Shipping News: The Ardent TV Fans You've Probably Never Heard Of

Search for Faberry on Tumblr and you will find a funhouse mirror version of Glee. The characters almost seem the same, but the art made of them, the stories told about them, the worlds built for them to live in are just slightly skewed. To be a non-canon shipper means having to make the world fit how you see it.

Some of you reading this may watch Glee or Supernatural, but I doubt many of you are aware of the war that just recently ended deep in fan-space. A non-canon shipping war. This might sound like something fought in international waters sometime in the 18th Century but it's not. It's a knock-down, drag-out fight that has been raging for weeks between fans, bringing down an eonline.com page because it received more views than any post in the history of the site and causing previously civil TV fans to go out for blood. All in the name of a Valentine's Day poll to determine who voters' favourite TV couple was.

After weeks of voting the final stand-off was between Dastiel and Faberry. "Who are these people?" you ask. These are the portmanteau names of two of TV fandoms biggest non-canon ships Dean/Castiel from Supernatural and Quinn/Rachel (Fabray/Berry) from Glee; ship being short for relationship, shippers those who advocate them and canon meaning something actually depicted on the show. Non-canon ships are those relationships that are entirely subtextual, between characters that never officially show romantic interest in each other. Faberry won (by around 70,000 votes, a vote rate of 228 per minute). Out of a choice between any pairing of characters currently featuring on US TV shows, the most vocal and determined fans were those of a pairing many viewers would not even consider friendly, let alone romantic. Suddenly shippers were big mainstream news and everyone was talking about them.

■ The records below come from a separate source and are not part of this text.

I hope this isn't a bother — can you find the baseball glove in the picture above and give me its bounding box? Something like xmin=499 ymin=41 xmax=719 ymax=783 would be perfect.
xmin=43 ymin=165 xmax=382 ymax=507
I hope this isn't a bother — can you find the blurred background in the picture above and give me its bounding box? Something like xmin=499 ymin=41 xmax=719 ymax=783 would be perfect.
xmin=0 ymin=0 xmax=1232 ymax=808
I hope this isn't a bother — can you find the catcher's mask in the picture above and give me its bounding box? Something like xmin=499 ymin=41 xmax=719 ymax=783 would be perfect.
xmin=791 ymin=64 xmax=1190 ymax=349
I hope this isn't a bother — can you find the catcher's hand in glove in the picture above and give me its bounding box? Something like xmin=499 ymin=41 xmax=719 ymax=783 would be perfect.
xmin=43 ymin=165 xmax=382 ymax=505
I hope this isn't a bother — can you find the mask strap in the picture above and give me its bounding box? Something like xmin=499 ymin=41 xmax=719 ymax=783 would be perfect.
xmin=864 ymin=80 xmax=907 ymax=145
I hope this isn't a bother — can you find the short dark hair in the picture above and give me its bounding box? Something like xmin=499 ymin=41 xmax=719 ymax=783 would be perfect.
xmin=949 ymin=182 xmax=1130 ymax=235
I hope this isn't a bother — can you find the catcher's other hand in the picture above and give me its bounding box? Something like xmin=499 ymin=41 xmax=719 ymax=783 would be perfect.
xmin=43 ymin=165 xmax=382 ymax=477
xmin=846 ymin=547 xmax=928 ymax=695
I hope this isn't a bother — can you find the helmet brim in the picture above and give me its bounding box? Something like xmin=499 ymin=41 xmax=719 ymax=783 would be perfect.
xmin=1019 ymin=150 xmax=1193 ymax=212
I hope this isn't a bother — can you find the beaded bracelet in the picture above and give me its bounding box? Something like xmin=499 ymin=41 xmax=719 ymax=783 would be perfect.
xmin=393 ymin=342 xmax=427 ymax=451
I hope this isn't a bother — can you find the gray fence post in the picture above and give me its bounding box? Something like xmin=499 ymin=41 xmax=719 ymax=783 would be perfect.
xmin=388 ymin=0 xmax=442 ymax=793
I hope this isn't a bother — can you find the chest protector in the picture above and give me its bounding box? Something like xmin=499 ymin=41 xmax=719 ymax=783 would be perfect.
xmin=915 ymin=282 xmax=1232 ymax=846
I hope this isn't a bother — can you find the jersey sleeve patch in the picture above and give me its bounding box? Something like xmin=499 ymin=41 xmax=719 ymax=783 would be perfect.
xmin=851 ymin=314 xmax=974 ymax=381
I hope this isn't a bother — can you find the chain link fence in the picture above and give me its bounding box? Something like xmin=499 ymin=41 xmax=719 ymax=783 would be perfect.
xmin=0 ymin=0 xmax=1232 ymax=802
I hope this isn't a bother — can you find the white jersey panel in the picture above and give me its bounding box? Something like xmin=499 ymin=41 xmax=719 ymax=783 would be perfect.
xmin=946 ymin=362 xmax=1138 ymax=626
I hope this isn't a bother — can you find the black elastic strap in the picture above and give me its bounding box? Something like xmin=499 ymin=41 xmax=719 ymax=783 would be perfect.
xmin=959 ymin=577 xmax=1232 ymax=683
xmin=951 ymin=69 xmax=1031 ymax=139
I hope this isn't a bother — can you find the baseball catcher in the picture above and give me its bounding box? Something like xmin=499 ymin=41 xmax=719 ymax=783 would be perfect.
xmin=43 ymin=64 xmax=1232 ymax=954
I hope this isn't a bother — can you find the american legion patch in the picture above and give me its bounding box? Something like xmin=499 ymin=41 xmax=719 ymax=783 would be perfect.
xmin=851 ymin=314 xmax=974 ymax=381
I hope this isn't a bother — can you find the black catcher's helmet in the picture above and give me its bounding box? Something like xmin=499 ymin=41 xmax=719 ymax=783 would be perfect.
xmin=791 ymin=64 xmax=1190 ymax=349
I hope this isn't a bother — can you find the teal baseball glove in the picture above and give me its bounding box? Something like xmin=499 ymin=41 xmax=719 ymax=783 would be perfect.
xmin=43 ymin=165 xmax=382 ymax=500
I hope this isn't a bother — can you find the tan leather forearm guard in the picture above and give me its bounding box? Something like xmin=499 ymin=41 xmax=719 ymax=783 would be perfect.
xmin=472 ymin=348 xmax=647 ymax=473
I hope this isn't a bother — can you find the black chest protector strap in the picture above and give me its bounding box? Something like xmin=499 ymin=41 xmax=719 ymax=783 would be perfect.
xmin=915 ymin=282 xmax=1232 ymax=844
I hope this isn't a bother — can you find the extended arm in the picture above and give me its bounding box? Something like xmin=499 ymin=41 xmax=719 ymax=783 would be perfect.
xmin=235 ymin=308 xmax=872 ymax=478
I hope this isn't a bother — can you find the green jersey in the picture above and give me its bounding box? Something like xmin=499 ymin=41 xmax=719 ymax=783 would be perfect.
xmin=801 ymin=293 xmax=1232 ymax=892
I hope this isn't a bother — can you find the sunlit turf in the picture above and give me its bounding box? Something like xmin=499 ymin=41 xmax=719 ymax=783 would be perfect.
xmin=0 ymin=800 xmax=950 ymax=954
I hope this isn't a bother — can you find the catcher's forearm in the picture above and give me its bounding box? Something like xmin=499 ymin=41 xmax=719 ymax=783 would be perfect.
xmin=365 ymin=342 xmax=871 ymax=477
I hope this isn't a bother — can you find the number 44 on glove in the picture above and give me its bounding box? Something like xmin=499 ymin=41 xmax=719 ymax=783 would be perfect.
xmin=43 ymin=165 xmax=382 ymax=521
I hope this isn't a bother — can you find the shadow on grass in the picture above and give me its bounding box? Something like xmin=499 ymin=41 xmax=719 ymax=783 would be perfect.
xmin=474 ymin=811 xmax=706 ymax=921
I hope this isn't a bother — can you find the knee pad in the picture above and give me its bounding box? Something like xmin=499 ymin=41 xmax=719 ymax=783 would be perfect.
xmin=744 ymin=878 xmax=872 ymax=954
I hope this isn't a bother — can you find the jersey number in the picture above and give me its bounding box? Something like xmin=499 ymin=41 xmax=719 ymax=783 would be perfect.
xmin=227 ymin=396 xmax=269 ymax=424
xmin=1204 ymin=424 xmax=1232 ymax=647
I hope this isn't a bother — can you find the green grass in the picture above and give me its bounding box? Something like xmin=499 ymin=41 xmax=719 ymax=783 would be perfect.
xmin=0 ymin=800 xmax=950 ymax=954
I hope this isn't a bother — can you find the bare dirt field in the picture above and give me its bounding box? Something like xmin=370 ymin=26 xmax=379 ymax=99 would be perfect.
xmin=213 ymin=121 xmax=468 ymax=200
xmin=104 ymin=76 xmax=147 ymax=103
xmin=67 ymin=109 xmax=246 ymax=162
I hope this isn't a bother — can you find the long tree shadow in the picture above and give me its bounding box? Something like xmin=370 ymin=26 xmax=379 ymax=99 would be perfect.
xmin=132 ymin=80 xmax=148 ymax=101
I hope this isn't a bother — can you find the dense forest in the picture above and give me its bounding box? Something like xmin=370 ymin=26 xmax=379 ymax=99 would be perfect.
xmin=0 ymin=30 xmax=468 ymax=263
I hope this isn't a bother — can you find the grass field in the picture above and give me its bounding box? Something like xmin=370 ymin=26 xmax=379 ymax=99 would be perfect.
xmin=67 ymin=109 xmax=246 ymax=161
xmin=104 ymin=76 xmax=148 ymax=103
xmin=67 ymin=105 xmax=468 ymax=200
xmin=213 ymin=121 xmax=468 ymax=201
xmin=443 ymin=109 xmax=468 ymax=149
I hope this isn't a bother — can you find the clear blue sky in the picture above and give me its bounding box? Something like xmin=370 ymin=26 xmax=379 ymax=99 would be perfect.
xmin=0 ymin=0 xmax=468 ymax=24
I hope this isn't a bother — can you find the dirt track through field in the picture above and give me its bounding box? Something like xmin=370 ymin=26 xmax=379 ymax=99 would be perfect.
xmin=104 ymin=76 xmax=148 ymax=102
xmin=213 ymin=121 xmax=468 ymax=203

The actresses who portray the pair (Lea Michele and Dianna Agron) tweeted a picture they took together holding a paper heart. Perez Hilton commented on the win calling the shippers 'fanatics' and Hulu's Morning After even created a fan video dedicated to the pair in a segment about the win. Every review site from Afterellen to Wetpaint was commenting. All this only days after Entertainment Weekly ran a four page spread that tried to explain to its readers the world of shipping.

Suddenly these fans had gone from under the radar and unheard of to the poster children for fan devotion. However, this article did a disservice by ignoring the truly fervent shippers, the non-canon shippers; those who would, by their own admission, go down with their ships. The non-canon shippers are a mostly invisible, much maligned and persecuted group, seen by many as the seedy underbelly of the fan world out to derail the work of TV writers, rather than the innovative and unwavering group they are. To be a non-canon shipper is an uphill battle and Faberry shippers fight hard on the internet's biggest fan battleground; Tumblr.

Search for Faberry on Tumblr and you will find a funhouse mirror version of Glee. The characters almost seem the same, but the art made of them, the stories told about them, the worlds built for them to live in are just slightly skewed. To be a non-canon shipper means having to make the world fit how you see it. Glee presents Faberry as former adversaries and tentative friends, the shippers see them as two people who show they care through confrontation, who fight because they are too scared to admit they love.

These small moments become the basis for hundreds of ballad backed YouTube videos and novel length works of fiction. Works of fiction so well-liked that original secondary characters created by these authors become recurrent figures in works produced by other fans. However, being a non-canon shipper is more than grasping at the tiny morsels given to you and building around them, it's about manipulating what you are shown to make it what you want to see. Glee has a scene with Finn and Rachel? Fine, Faberry shippers will rip the image, remove Finn and replace him with Quinn. These new versions often become so popular they spawn their own stories and videos, ones now a step even further removed from the original show. Characters become steeped in what's called fanon, that is the fan created version of canon.

For a non-shipper delving into the world of Faberry would seem alien. References to moments and character traits that have never appeared in the show, but seem commonplace to these fans, would make them unsure that it was the same show they were talking about. But that is because it's not the same show. In fact many Faberry shippers admit to not even watching the show anymore but instead consuming it through the creative work in the Faberry Tumblr fandom. What non-canon shippers truly watch is their version of the show, the version they make from the scraps Glee gives them and the work they create themselves. Ryan Murphy might have his name on this show, but its most invested fans aren't buying what he's selling. Don't tell Murphy but perhaps Roland Barthes was right all along, the author is dead.